Iron ore, liquid cargo drive volume growth at major ports

16 October  2017

Iron ore and liquid cargo shipments led traffic growth at major ports in April-September period of this financial year.

During the period under review, iron ore cargo including iron ore pellets surged by 23.48 per cent. The ports at Kandla, Paradip, New Mormugao and New Mangalore were the major gainers from the spike in iron ore shipments. Iron ore traffic was boosted by revival in exports and also more movement of ore to the hinterland on robust demand.

After iron ore, liquid cargo comprising crude oil, LPG and LNG posted healthy growth for the major ports. Liquid cargo rose by 7.13 per cent in this period.

Despite the stellar cargo growth in iron ore and liquid traffic, major ports managed to post only 3.24 per cent growth at the end of  September. With 19.62 per cent growth, Cochin outperformed all other major ports. Ports on the eastern coast like Kolkata and Paradip registered traffic growth in upwards of 11 per cent. However, de-growth was observed in overall traffic volumes at Visakhapatnam, Kamarajar (Ennore), Chidambaranar and Mormugao ports, according to data by Indian Ports Association.

The deceleration in other key commodities like raw and finished fertilizers and coking coal contributed to the overall muted cargo growth. Raw fertilizers traffic slumped 4.2 per cent while the cargo figure for finished fertilisers was down by 2.55 per cent.
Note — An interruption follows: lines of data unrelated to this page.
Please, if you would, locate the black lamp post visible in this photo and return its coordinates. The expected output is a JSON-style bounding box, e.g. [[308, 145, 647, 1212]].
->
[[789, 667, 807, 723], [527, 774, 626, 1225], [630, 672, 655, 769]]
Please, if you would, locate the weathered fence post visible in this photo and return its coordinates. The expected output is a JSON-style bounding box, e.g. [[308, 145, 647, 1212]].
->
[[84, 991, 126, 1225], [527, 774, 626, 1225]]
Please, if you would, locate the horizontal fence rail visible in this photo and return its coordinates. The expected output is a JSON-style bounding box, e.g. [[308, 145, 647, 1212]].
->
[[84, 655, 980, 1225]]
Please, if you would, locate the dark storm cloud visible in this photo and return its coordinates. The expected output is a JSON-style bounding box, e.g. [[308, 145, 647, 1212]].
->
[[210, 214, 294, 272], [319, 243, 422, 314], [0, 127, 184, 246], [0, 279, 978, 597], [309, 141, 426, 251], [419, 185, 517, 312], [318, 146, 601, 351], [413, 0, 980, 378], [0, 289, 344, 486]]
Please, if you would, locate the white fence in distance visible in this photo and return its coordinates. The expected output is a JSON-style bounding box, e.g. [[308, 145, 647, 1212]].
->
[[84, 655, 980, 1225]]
Thermal or steam coal shipments tanked by 16.37 per cent in the period, marking the single biggest fall by any commodity. Lesser volume of thermal coal was primarily due to decline in imports on better availability of domestic coal.

During April-July, the country imported 67.7 million tonnes of coal, a decrease of 8.5 per cent compared with the same period of last financial year.